Multiple Instruction, Multiple Data (MIMD)

A type of parallel laptop Multiple Instruction: Every processor may be executing a unique instruction movement Multiple Data: Every processor may be operating with a unique data move Execution may also be synchronous or asynchronous, deterministic or non-deterministic Currently, the most typical type of parallel laptop - most current supercomputers fall into this class. Examples: most present supercomputers, networked parallel computer clusters and "grids", multi-processor SMP computers, multi-core PCs. Note many MIMD architectures additionally include SIMD execution sub-components Some General Parallel Terminology Like the whole thing else, parallel computing has its own "jargon". Some of the more regularly used terms related to parallel computing are listed underneath. Most of those can be mentioned in additional detail later. Supercomputing / High Performance Computing (HPC)

Using the world's quickest and biggest computers to resolve large problems.

Node

A standalone "computer in a box". Usually comprised of more than one CPUs/processors/cores, memory, network interfaces, and many others. Nodes are networked in combination to include a supercomputer.

CPU / Socket / Processor / Core

This varies, relying upon who you communicate to. In the previous, a CPU (Central Processing Unit) used to be a novel execution component for a pc. Then, more than one CPUs had been included right into a node. Then, person CPUs had been subdivided into multiple "cores", each and every being a singular execution unit. CPUs with more than one cores are also known as "sockets" - seller dependent. The result's a node with a couple of CPUs, every containing more than one cores. The nomenclature is perplexed every now and then. Wonder why?

Task

A logically discrete segment of computational work. A job is typically a program or program-like set of directions this is achieved by way of a processor. A parallel program is composed of a couple of tasks operating on a couple of processors.

Pipelining

Breaking a job into steps carried out via different processor units, with inputs streaming via, just like an meeting line; a sort of parallel computing.

Shared Memory

From a strictly hardware point of view, describes a pc structure where all processors have direct (usually bus based) get admission to to not unusual physical memory. In a programming sense, it describes a fashion the place parallel tasks all have the same "picture" of memory and can at once address and get entry to the similar logical memory locations regardless of the place the bodily memory actually exists.

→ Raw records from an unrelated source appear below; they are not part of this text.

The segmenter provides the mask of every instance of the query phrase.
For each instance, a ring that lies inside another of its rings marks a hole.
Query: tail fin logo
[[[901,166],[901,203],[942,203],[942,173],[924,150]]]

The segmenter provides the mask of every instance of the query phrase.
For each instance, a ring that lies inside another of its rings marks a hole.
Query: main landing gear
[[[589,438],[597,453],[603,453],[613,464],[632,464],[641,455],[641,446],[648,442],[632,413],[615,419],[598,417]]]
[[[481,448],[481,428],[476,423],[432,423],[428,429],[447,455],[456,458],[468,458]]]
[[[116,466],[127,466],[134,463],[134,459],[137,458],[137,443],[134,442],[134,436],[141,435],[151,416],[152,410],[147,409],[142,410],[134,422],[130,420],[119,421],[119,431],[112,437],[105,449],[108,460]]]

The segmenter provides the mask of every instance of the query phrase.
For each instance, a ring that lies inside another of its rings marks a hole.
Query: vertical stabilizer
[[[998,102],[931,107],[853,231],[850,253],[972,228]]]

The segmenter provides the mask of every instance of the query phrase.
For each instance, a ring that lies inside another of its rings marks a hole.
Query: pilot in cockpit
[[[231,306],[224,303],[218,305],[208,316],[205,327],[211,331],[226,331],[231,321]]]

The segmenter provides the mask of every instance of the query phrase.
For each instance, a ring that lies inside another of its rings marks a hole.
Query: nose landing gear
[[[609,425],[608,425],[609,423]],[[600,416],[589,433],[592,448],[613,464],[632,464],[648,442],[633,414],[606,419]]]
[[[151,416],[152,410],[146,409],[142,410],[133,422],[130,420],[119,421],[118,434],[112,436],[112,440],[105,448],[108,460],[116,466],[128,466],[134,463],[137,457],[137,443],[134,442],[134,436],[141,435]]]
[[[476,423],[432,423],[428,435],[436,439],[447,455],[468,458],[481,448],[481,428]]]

Symmetric Multi-Processor (SMP)

Shared memory hardware architecture the place multiple processors proportion a single cope with house and have equivalent get right of entry to to all assets.

Distributed Memory

In hardware, refers to community based memory access for bodily memory that is not commonplace. As a programming type, duties can best logically "see" local machine memory and must use communications to get entry to memory on different machines where different duties are executing.

Communications

Parallel duties typically want to exchange data. There are several ways this may also be accomplished, such as thru a shared memory bus or over a network, alternatively the true tournament of data change is frequently known as communications regardless of the method hired.

Synchronization

The coordination of parallel tasks in actual time, very continuously related to communications. Often implemented by setting up a synchronization level inside of an utility the place a job would possibly not continue additional till any other project(s) reaches the similar or logically an identical level.

Synchronization in most cases comes to ready through a minimum of one assignment, and will due to this fact motive a parallel application's wall clock execution time to extend.

Granularity

In parallel computing, granularity is a qualitative measure of the ratio of computation to verbal exchange.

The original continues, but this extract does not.